The Catholic Archbishop of Cape Coast, His Eminence Peter Cardinal Appiah Turkson, has expressed the hope that the conduct of the four leading presidential candidates in their debate last Wednesday will deepen the culture of political tolerance in the country.
He said seeing the four aspirants on the stage shaking hands and patting each other on the shoulder in a cordial manner was a great credit for the nation's fledgling democracy and expressed the hope that their followers would emulate them to avoid violent clashes.
Cardinal Turkson made the remark at the end of the presidential debate organised by the Institute of Economic Affairs (lEA), a public policy institution on Wednesday.
His comments were shared by other participants in the event, including a former Vice Chancellor of the University of Ghana, Prof. Ivan Addae-Mensah; a Research Fellow at the Institute of Democratic Governance (lDEG), Mr Kwesi Jonah; the Deputy Commissioner of the National Commission for Civic Education (NCCE), Mrs Augustina Akumanyi; Dr K. Hiadze of the University of Ghana, and the Head of Conflict Prevention, Management and Resolution Department of the Kofi Annan International Peacekeeping Training Centre, Dr Kwesi Anin.
They described the debate as a feather in the cap of the nation's efforts at entrenching peace, stability and democracy.
The four presidential aspirants who took part in the debate were Nana Addo Dankwa Akufo-Addo of the New Patriotic Party (NPP); Dr Paa Kwesi Nduom of the Convention People's Party (CPP); Prof. John Evans Atta Mills of the National Democratic Congress (NDC) and Dr Edward Mahama of the People's National Convention (PNe).

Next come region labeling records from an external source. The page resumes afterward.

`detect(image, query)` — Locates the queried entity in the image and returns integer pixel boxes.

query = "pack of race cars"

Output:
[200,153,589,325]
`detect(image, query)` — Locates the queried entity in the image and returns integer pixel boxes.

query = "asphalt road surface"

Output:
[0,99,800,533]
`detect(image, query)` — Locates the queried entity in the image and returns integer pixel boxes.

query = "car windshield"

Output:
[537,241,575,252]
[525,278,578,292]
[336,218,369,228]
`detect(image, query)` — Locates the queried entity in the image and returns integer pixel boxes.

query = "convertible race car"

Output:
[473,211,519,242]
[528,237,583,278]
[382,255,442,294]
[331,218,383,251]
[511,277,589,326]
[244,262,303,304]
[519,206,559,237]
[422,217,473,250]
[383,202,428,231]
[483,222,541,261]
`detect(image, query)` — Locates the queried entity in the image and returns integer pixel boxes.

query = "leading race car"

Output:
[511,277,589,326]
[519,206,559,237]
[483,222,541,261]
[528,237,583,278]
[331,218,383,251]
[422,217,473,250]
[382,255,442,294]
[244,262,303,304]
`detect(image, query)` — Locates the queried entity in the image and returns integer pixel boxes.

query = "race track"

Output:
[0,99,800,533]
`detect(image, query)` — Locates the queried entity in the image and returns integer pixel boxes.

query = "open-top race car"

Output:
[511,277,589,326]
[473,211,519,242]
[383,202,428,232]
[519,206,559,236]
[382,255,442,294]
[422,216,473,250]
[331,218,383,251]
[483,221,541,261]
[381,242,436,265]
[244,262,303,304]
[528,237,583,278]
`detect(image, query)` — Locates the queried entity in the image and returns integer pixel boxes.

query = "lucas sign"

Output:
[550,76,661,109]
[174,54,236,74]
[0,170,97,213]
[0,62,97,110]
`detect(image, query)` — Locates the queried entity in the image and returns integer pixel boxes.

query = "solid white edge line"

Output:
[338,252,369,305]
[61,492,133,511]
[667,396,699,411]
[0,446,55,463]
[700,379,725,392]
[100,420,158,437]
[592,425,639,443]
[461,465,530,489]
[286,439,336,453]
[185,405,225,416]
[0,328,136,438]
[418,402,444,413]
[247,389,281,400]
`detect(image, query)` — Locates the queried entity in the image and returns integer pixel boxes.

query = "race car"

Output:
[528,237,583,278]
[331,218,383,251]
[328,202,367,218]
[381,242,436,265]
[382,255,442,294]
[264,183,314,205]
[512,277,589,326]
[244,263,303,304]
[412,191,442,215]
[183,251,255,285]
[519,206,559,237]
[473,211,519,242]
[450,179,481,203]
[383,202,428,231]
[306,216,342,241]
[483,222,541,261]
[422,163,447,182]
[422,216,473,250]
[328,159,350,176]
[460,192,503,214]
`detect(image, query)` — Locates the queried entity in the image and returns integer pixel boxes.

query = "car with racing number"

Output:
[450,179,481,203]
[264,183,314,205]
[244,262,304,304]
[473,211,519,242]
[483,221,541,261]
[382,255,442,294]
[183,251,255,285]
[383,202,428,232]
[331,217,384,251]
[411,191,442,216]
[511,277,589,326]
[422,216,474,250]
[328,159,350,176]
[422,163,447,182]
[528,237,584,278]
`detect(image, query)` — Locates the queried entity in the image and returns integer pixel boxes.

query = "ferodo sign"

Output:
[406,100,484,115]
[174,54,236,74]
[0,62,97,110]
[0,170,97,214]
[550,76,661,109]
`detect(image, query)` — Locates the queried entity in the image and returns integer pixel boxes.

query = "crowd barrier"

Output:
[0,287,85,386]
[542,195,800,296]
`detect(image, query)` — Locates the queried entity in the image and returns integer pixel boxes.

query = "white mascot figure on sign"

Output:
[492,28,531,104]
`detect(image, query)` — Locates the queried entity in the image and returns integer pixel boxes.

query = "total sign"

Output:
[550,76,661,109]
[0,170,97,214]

They were selected on the basis of their political parties having representation in Parliament.
The debate, which was live on Ghana Television and other broadcast media, was moderated by Prof. Kwame Karikari, the Executive Director of the Media Foundation for West Africa, and Mr Cyril Acolatse, a retired broadcaster.
Cardinal Turkson, who is the Chairman of the Presidential Debates Planning Committee, said there were many questions that had been reserved for the next debate scheduled to take place in Tamale on November 12, 2008.
Prof. Addae-Mensah said he was impressed with the delivery of the aspirants, adding that the candidates kept to the issues.
He said to enrich the next debate in Tamale, whatever lessons learnt at the Accra debate must guide the organisers.
On his part, Dr Hiadzi described the event as a good exercise that gave every candidate the opportunity to explain himself and applauded the fact that it was devoid of acrimony.
"The debate teaches us to be tolerant and secondly to be able to debate issu~ in an open environment without resort to violence," he added.
Mr Jonah described the debate as good quality but he was of the view that the structure of the questions did not meet all expectations.
He said there should have been a question on the macro economy because that was how the candidates would raise money to finance their programmes.
"On the whole, it was an improvement," he said, but pointed out that the candidates could have been made to make opening statements because that would establish their stance and within that, establish their claims.
Mrs Akumanyi said, "It's nice to see all the contenders together debating in such a civil way which is taking us forward."
She said it was high time the followers of political parties emulated the lessons arising out of the debate in their interactions.
Mrs Akumanyi said politics was not war or fight, but was about ideas and how a group of people, through the ballot box, could get the mandate of Ghanaians to rule and improve the lives of the citizenry.
Dr Anin said the greatest success of the presidential debate was seeing the candidates on the same stage in a friendly and open discussion.
"That should send a signal to followers of the various political parties that if the leaders are not fighting, it is important for them to coexist," he said.
Dr Anin said although the content of the messages might not have satisfied specific detail, the atmosphere of congeniality and respect gave "Ghanaians something for us to think about".
He said seeing Mr Alan Kyerematen and Mr E. T. Mensah hold each other's hands, whispering and smiling should be an abiding issue.
According to him, the first round of the debate itself provided much detail and specific responses but that the concluding statements were very disappointing.
The concluding statements should have been used by the candidates to rally their supporters and particularly the floating voters to their side but that was lacking, he observed.
Dr Anin said the format of the debate only provided the avenue for the candidates to repeat what they had been telling the electorate already.
He said a real debate should have afforded the candidates much more time to discuss topic by topic what they intended to do and have a thorough critique of their messages.